Como não poderia ocorrer diferente do que se deu nos países de regime semelhantes, o Brasil quebrou e os índices de pobreza voltaram, mas ainda tem muita gente boa falando dos feitos do “Analfa de Garanhuns”. É muita falta de visão e flagrante mediocridade.

Vemos a Nação inteira assistir, há mais de 30 anos, a um perverso conluio do negocismo com o socialismo, pelo qual essas forças descomunais sufocam nossa Pátria.

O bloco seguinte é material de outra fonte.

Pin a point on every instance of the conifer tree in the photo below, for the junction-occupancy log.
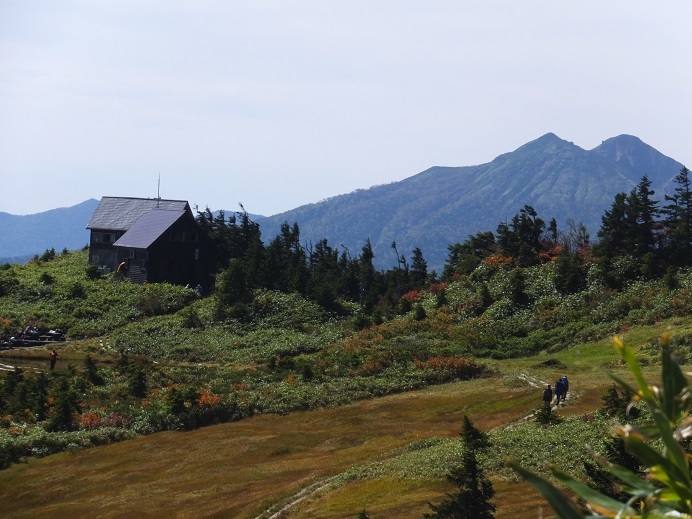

Falo de grupos econômicos poderosos aliados a uma esquerda estatizante que repartem entre si as riquezas de um País, onde vivem uns poucos riquíssimos e um povo pobre.

Para não mergulhar muito fundo no tema, basta ressaltar que deste sistema decorreu o surgimento dos Wesley e Joelly’s da vida por um lado e o lucro exorbitante e descontrolado dos banqueiros por outro.

Revelado o mal que a esquerda trouxe para o País, por conta de um extraordinário acidente de percurso chamado de “Operação Lava Jato” alguém pensou - ingenuamente presumiu - que aquela gente seria definitivamente execrada.

Muito animaram os movimentos de rua que culminaram na derrubada de Dilma e sua quadrilha, mas depois se constatou que não resultaram em quase nada de efetivo. O curioso é que a desprezível classe política, pelo povo na rua enxotada e banida de seus palanques como se fosse um cão sarnento, foi justamente a que mais se beneficiou da situação, pois mediante um ladino golpe de mão, trocou no poder uma quadrilha por outra, objetivando manter tudo e todos com seus privilégios e vantagens. É terrível.

Pois é bem assim. Que triunfem e rejubilem-se os que vivem da corrupção e do engodo e que aprisionaram o Governo desta Nação, em prol de seus propósitos contra o povo.

Pensando bem nem poderia resultar de forma diferente. A esquerda no Brasil chegou a um ponto de domínio da sociedade que o pensamento conservador e liberal praticamente desapareceu. As consequências disso acarretaram o atual desastre brasileiro. Nem uma perspectiva se tinha antes e agora se tem também de uma mudança, que livre o País desse regime corrupto e incompetente que aí está.

Lembro que o ora condenado Lula gritava em seus palanques, nas campanhas para presidente, que naqueles pleitos nenhum candidato de direita existia na disputa e que o delatado Aécio, na campanha contra a Dilma vociferava que “não adiantava o empurrar para direita que ele não iria”.

Quanto mais o tempo passa, mais difícil se torna um rompimento absoluto, porque a doida máquina pública cresce e se fortalece para manter e aumentar o número de pessoas no executivo, no legislativo e no judiciário, que não interessa mudar coisa alguma.

A esquerda delinquente, que por toda parte se infiltra, domina, impõe, enuvia, envenena e corrói visando destruir, nas entranhas do povo as suas últimas resistências cívicas, se encarrega de evitar que esta Nação mude seu destino. Pensar o Brasil é pensar nesta armadilha que a história recente nos preparou.